Cardinalities

Cardinality

Definition: two sets \(A\) and \(B\) have the same cardinality if there exists a bijection from \(A\) to \(B\).

For example, two finite sets have the same cardinality if and only if they have the same number of elements. The sets \(\mathbb{N}\) and \(\mathbb{Z}\) have the same cardinality, consider the map \(f: \mathbb{N} \to \mathbb{Z}\) defined by \(f(2n) = n\) and \(f(2n+1) = -n\) with \(n \in \mathbb{N}\), which may be observed to be a bijection.

Theorem: having the same cardinality is an equivalence relation.

Proof:

Let \(A\) be a set. Then the identity map is a bijection from \(A\) to itself, so \(A\) has the same cardinality as \(A\). Therefore we obtain reflexivity.

Suppose \(A\) has the same cardinality as \(B\). Then there is a bijection \(f: A \to B\). Now \(f\) has an inverse \(f^{-1}\), which is a bijection from \(B\) to \(A\). So \(B\) has the same cardinality as \(A\), obtaining symmetry.

Suppose \(A\) has the same cardinality as \(B\) and \(B\) the same cardinality as \(C\). So, there exist bijections \(f: A \to B\) and \(g: B \to C\). Then \(g \circ f: A \to C\) is a bijection from \(A\) to \(C\). So \(A\) has the same cardinality as \(C\), obtaining transitivity.

Countable sets

Definition: a set is called finite if it is empty or has the same cardinality as the set \(\mathbb{N}_n := \{1, 2, \dots, n\}\) and infinite otherwise.

Definition: a set is called countable if it is finite or has the same cardinality as the set \(\mathbb{N}\). An infinite set that is not countable is called uncountable.

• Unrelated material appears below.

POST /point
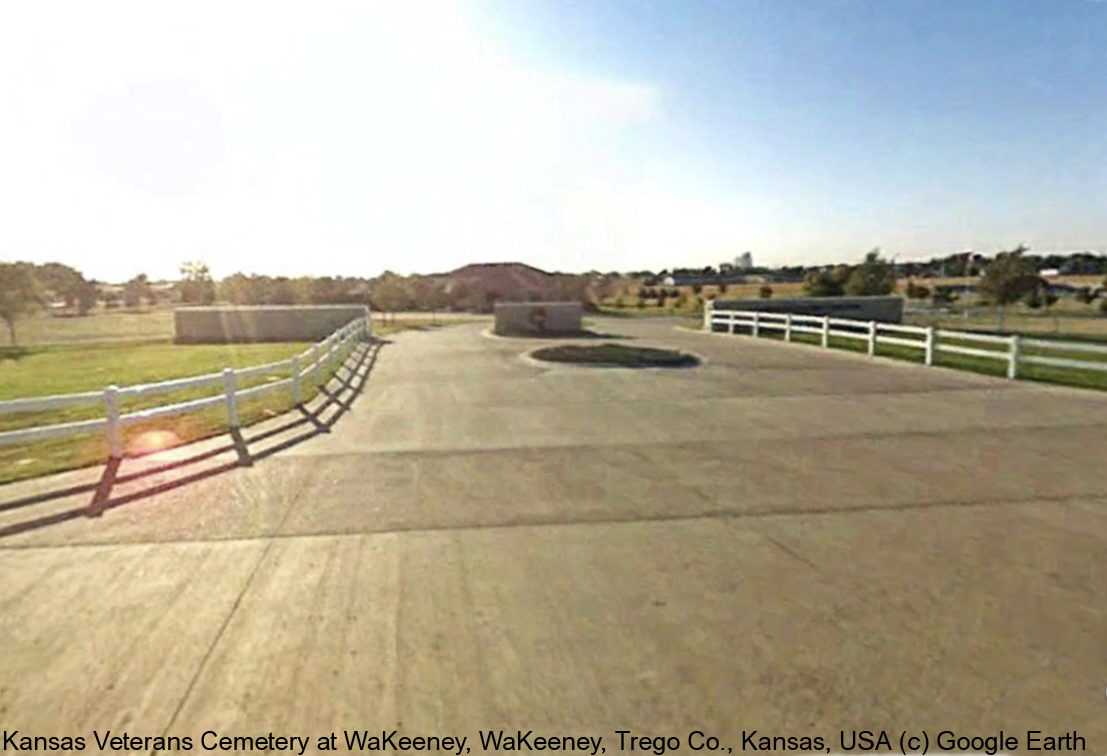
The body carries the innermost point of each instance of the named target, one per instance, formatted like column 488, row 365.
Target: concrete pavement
column 786, row 539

Theorem: every infinite set contains an infinite countable subset.

Proof:

Suppose \(A\) is an infinite set. Since \(A\) is infinite, we can start enumerating the elements \(a_1, a_2, \dots\) such that all the elements are distinct. This yields a sequence of elements in \(A\). The set of all elements in this sequence form a countable subset of \(A\).

Theorem: let \(A\) be a set. If there is a surjective map from \(\mathbb{N}\) to \(A\) then \(A\) is countable.

Proof:

Will be added later.

Uncountable sets

Lemma: the set \(\{0,1\}^\mathbb{N}\) is uncountable.

Proof:

let \(F: \mathbb{N} \to \{0,1\}^\mathbb{N}\). By \(f_i\) we denote the function \(F(i)\) from \(\mathbb{N}\) to \(\{0,1\}\). ...

The power set of \(\mathbb{N}\) has the same cardinality as \(\{0,1\}^\mathbb{N}\) therefore it also uncountable.

Lemma: the interval \([0,1)\) is uncountable.

Proof:

Will be added later.

Theorem: \(\mathbb{R}\) is uncountable.

Proof:

as \(\mathbb{R}\) contains the uncountable subset \([0,1)\), it is uncountable.

Cantor-Schröder-Bernstein theorem

Theorem: let \(A\) and \(B\) be sets and assume that there are two maps \(f: A \to B\) and \(g: B \to A\) which are injective. Then there exists a bijection \(h: A \to B\).

Therefore \(A\) and \(B\) have the same cardinality.